It can be heart breaking for a couple to be diagnosed with secondary infertility. Knowing what it is doesn’t erase the feelings or explain away the pain. Here are some things that many couples experience.
Caught between the world of larger families and childless couples, joy over the child they have and heartbreak over the ones they don’t, the experience of couples who cannot overcome secondary infertility is uniquely painful. They worry about their existing child who will never know what it’s like to grow up with siblings. This inability to produce siblings for the existing son or daughter frequently leads to guilt.
Suffering one or more miscarriages is also a common scenario when dealing with secondary infertility. Naturally, couples also have to contend with feelings of grief and loss.
On another level, the grieving couple may isolate themselves from friends who have more than one child due to feelings of jealousy and pain. It is completely normal for women to feel resentment towards others who were able to conceive more than once.
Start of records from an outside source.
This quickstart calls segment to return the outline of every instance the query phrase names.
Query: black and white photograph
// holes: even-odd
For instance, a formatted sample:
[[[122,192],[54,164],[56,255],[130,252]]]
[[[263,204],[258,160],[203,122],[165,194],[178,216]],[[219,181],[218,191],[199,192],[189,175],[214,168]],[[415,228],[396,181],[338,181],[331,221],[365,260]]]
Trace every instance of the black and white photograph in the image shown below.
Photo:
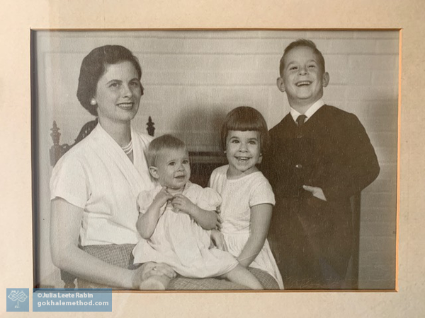
[[[395,290],[400,37],[32,30],[34,287]]]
Since secondary infertility is often unrecognized as a problem, couples may feel tentative about seeking support and communicating their feelings, afraid they may be perceived as ungrateful for the child they have already.
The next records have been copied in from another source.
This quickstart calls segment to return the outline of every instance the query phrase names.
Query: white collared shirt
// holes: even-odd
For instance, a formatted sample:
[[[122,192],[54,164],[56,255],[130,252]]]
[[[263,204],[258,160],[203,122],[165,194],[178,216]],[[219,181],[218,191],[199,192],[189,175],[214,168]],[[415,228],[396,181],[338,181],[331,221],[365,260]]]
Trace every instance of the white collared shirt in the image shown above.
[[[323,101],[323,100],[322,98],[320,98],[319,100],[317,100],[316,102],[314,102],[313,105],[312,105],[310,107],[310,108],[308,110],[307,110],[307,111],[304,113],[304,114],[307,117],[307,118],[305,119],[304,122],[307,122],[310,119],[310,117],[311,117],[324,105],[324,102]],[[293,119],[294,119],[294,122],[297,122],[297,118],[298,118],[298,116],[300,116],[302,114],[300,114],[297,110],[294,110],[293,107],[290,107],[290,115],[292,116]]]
Finding support is helpful! It is not unusual for a second pregnancy to become a matter of obsession.
Differences on how to cope and whether to accept the situation as such may affect a couple’s relationship. When this hits crisis level, professional help from a marriage counselor or a psychotherapist can help.
Being with other parents going through the same pain and loss will also help couples cope with their own feelings of sorrow,
Once both parents have accepted that they are facing secondary infertility, they will need to make more decisions as a couple – primarily about whether to treat the problem at all and, if so, when to end it.
It will be necessary to talk to one’s child, and to do so in a manner that is age-appropriate. No doubt he or she has felt the fall-out of this emotional journey and may have thoughts or feelings to express.
Though there may be discontentment, with counseling and communication, couples learn in time to accept and focus on their nuclear family of three and channel their energies to raising their only child well.